9. Report of Meeting
Report of the meeting that was held shall be submitted by the Chairman of such meeting within the stipulated time, if no time had been stipulated, he shall do so by latest three days post conclusion of the meeting. Submission of report shall lay to the Tribunal. The submission shall be in the prescribed form. The report shall contain within itself the decision of the meeting, the members and creditors who were present at the meeting, how many votes were casted in favour or otherwise, the mode of such voting whether it was through the post, electronic machine or through polling, the value of such votes, all the details are to be put in the reported inaccuracy.
If the scheme has received approval by the required majority be it with or without any change in the scheme of amalgamation, the company or the official liquidator of such company within a week after submission of the report of the meeting, submit to the tribunal a petition in the prescribed form for sanctioning the amalgamation. The petition in this regard will have a prayer for the issuance of appropriate directions from the Tribunal. When the company does not present any other person in relation to the scheme can submit such petition for sanction with the permission of the Court.
11. Date of Hearing
On receipt of such notice the Tribunal shall fixate a hearing date in this regard. Such decided date shall be served in the form of notice at least ten days in prior to the decided date to the persons who object or any representatives or to the statutory authorities who had sent representation regarding the amalgamation. Such date shall also be advertised in the newspaper in which it was published before or any such newspaper that the tribunal deems fit.
12. Order on Petition
The order on the petition is then rendered by the Tribunal. The order shall be in prescribed for either sanctioning the scheme of amalgamation or otherwise. The order shall contain within itself directing any changes to be done in the scheme or not in the interest of smooth working of such amalgamation. After the receipt of this order the Company is required to submit a copy of such order which is certified to the Registrar of Companies within a month.
The date from which such amalgamation will be effective is required to be mentioned in the scheme of amalgamation. The amalgamation will be understood to be effective from such decided date. Till the scheme is completely implemented every year the company is required to make a report to the Registrar of Companies certified by a CA or CS that the scheme is under process in compliance and order of the Tribunal.

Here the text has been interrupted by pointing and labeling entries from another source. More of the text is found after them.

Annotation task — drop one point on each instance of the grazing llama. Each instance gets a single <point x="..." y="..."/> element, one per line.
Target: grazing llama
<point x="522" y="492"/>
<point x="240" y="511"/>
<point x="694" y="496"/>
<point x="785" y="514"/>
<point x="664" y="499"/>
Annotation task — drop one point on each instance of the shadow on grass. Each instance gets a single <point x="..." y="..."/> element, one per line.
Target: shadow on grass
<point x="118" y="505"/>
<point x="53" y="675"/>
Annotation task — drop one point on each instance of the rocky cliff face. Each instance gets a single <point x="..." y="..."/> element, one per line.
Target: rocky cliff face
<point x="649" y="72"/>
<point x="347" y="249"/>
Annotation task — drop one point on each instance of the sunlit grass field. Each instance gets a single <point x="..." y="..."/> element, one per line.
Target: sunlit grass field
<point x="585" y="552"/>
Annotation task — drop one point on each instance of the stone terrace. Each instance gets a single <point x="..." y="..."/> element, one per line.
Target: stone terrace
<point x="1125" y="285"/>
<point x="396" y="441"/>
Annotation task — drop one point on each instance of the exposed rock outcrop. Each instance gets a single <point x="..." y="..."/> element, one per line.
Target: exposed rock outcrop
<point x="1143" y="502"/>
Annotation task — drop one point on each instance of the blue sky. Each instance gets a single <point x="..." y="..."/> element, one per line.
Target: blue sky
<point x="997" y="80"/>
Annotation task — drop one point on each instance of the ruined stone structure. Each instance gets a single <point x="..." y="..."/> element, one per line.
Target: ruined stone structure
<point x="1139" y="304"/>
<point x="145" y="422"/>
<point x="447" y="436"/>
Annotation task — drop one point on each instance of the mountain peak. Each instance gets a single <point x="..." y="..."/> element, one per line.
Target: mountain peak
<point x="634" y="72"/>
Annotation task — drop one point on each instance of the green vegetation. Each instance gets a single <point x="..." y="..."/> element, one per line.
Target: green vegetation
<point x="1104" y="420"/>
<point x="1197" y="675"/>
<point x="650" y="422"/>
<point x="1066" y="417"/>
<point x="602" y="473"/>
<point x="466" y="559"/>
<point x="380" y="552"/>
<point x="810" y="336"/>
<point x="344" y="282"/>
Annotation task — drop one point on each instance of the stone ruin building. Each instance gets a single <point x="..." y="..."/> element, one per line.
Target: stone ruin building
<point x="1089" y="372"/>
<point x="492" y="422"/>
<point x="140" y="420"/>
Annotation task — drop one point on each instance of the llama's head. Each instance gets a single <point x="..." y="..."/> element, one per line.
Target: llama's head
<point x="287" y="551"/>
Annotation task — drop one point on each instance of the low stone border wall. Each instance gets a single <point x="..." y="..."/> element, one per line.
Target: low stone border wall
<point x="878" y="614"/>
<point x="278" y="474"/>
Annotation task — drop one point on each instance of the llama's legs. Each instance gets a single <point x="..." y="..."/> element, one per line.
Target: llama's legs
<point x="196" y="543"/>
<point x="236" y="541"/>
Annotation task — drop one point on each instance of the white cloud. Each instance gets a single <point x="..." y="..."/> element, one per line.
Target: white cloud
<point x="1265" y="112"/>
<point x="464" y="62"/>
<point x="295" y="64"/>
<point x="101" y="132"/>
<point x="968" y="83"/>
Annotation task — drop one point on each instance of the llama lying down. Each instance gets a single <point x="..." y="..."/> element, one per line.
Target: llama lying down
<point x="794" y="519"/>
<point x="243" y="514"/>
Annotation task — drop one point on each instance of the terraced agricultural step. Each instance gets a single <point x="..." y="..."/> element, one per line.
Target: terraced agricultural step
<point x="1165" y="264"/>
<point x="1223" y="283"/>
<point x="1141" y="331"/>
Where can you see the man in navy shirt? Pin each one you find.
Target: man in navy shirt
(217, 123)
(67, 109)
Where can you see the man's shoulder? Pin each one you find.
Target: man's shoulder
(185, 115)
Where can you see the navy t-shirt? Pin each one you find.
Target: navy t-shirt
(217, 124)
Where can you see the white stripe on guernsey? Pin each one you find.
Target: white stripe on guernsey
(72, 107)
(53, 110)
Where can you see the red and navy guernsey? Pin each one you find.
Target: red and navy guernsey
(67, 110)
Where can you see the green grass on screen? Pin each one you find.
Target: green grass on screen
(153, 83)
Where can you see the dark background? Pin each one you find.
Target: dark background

This concludes the procedure of Amalgamation of the Companies. The old Act that is the Companies Act of 1956 entrusted this responsibility with the High Court. The 2013 Act replaced the High Court with the National Company Law Tribunal and made the process faster and allowed for ease of doing business.
The 1956 Act failed to define “merger” and “amalgamation” and they were used synonymously. Any kind of combination between companies was only allowed in the prior act if it did not violate the interest of the public. Presently the provisions under the Companies Act that is Sections 230, 231 and 232 and the Companies (Compromises, Arrangements and Amalgamations) Rules, 2016 govern the legal framework of the Amalgamation procedure in India.
The Amalgamation of companies serves to be a wise move when the right time arises, be it for an average company or a company reaping high benefits. The prudent decision not only benefits the company but also enables healthy competition in the market. The Indian legal framework in this regard through its amendments has made sure that the competitive needs of the businesses are duly met through timely revised amendments, rules and regulations.